真是说时迟,那时快,长八筒敏捷地一个转身,弓着背几步奔到教室后面,如老鹰扑食般地伸手拉起排末的两个学生,拔腿就跑,一边跑一边急急地喊道:“封文彬、赵志元、王福光……快快,都跟我来,从后面走,从银杏树那里绕出去……啊,啊,不行那里也有兵守住了,跑不脱了,算了算了,先到我宿舍,躲一躲再说——床底下,蚊帐里,快快!”
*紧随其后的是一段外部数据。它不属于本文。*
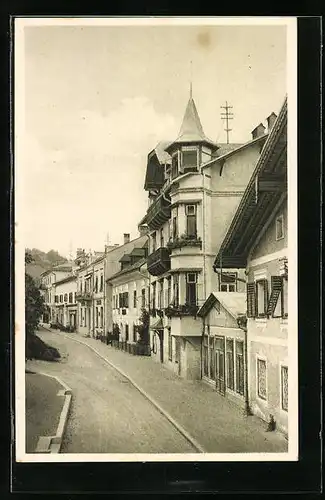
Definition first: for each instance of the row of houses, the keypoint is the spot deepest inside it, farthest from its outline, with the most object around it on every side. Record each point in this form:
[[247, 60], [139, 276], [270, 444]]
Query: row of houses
[[209, 268]]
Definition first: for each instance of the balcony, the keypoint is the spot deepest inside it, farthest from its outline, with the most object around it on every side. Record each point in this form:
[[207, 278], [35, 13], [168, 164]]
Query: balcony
[[185, 241], [83, 296], [181, 310], [159, 262], [158, 213]]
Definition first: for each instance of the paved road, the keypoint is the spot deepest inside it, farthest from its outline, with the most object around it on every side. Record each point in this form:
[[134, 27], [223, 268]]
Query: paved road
[[108, 415]]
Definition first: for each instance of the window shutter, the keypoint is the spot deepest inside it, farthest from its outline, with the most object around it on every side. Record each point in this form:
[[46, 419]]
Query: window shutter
[[251, 302], [266, 295], [276, 289]]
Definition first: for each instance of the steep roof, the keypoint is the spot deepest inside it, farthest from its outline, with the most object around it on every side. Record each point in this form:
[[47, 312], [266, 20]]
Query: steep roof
[[233, 302], [191, 129]]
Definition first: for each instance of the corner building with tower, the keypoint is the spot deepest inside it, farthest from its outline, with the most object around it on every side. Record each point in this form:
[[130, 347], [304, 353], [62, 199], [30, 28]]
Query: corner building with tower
[[194, 188]]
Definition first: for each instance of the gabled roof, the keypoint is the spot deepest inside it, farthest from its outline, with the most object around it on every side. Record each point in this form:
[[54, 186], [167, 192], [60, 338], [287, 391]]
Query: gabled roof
[[233, 302], [266, 189], [191, 129]]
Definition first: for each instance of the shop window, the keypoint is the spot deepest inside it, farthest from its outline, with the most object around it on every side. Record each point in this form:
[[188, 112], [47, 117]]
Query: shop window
[[170, 345], [261, 378], [191, 295], [190, 211], [240, 367], [230, 364], [279, 227], [284, 388]]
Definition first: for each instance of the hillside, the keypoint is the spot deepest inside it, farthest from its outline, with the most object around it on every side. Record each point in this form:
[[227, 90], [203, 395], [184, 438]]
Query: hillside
[[42, 261]]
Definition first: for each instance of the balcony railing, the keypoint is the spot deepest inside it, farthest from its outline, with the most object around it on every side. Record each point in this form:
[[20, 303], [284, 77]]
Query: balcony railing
[[181, 310], [159, 261], [158, 213], [185, 241]]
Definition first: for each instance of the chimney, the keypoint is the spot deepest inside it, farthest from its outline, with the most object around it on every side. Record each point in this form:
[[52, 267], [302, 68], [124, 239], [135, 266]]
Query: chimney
[[258, 131], [143, 230], [270, 121]]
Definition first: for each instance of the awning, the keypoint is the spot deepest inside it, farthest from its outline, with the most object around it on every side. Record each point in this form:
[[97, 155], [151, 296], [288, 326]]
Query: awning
[[157, 325]]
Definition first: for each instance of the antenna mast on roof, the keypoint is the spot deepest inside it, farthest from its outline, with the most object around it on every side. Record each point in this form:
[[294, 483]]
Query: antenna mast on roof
[[227, 115]]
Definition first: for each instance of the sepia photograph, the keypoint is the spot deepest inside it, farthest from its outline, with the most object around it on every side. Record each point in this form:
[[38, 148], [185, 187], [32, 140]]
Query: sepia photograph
[[155, 180]]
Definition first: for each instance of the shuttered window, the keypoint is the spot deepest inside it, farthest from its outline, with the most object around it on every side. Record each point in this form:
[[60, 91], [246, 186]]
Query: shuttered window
[[276, 289], [261, 298]]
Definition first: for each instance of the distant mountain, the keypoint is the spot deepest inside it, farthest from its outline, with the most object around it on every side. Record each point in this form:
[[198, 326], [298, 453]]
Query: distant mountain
[[42, 261]]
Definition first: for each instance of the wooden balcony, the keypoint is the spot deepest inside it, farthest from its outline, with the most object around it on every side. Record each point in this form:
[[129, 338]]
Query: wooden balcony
[[158, 213], [159, 262]]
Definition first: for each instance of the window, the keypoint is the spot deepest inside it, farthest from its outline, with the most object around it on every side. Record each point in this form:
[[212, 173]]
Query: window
[[261, 297], [175, 224], [284, 388], [175, 165], [154, 243], [206, 356], [170, 345], [284, 297], [279, 228], [261, 378], [169, 292], [212, 359], [143, 297], [176, 290], [189, 160], [191, 288], [162, 241], [228, 282], [230, 364], [190, 211], [154, 295], [240, 367], [160, 304]]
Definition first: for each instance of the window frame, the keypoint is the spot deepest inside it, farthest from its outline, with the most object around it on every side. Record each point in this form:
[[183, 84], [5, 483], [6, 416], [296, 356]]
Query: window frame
[[263, 360]]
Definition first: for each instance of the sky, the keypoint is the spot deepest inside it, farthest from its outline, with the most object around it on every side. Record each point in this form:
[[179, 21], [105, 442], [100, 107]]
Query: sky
[[99, 98]]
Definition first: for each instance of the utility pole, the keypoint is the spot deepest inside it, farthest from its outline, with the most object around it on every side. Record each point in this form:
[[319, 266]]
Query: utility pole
[[227, 115]]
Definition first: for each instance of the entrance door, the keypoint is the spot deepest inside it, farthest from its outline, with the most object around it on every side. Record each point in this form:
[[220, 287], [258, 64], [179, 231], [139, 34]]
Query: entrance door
[[220, 366]]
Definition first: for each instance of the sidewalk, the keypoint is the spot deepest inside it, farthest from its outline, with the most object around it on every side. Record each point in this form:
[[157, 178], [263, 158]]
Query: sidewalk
[[43, 408], [215, 422]]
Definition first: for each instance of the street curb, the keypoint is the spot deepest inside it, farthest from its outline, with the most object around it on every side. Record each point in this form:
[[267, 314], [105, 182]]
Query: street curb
[[52, 444], [177, 426]]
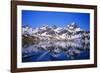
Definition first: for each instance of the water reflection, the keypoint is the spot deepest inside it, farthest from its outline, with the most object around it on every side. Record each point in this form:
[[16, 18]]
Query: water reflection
[[56, 50]]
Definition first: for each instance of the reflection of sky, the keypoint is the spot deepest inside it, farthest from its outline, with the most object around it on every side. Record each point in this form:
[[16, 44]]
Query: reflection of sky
[[60, 19]]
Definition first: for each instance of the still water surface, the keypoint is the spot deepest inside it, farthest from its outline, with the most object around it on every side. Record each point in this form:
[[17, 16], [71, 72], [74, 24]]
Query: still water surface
[[56, 51]]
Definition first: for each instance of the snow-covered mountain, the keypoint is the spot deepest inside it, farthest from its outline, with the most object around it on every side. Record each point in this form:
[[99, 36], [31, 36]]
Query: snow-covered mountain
[[70, 32]]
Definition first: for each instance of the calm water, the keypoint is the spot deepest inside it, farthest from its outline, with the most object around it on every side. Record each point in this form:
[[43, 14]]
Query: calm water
[[56, 51]]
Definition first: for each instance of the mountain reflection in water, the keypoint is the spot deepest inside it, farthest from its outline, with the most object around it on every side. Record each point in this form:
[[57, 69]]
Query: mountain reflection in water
[[56, 51]]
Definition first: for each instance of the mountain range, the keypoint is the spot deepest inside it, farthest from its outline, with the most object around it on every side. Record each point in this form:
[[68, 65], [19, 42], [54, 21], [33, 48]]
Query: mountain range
[[70, 32]]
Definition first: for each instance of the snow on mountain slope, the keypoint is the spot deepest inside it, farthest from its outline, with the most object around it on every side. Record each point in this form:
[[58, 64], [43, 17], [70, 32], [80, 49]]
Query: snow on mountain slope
[[72, 31]]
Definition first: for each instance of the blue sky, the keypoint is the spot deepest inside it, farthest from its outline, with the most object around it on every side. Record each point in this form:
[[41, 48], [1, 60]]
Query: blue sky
[[61, 19]]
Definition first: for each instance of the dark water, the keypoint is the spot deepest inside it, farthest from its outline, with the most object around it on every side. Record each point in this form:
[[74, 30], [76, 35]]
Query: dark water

被长八筒叫到的都是些年龄较大的学生,十六、七岁的少年,机敏灵活,转眼之间都藏好了。

长八筒安置停当又回到教室,荷枪实弹的兵们已冲进了学校。

“统统出来,到操场上集合!”

小鸡雏似的一群孩子,在长八筒带领下,瑟缩着来到操场。那些当兵的一个个看过来,只见这些学生有拖鼻涕的,有穿开裆裤的,有梳着朝天小辫子的,还有脖子上挂着银圈圈的,几乎没有几个高过大人的腰际。兵们气得吹胡子瞪眼,一个个骂骂咧咧:“他娘的,这些奶头上刚拔下来的娃,能打仗吗?能修碉堡吗?”有个排长模样的头儿对着长八筒吆喝:“老东西,把年纪大的学生都藏到哪里去了?快快交出来!”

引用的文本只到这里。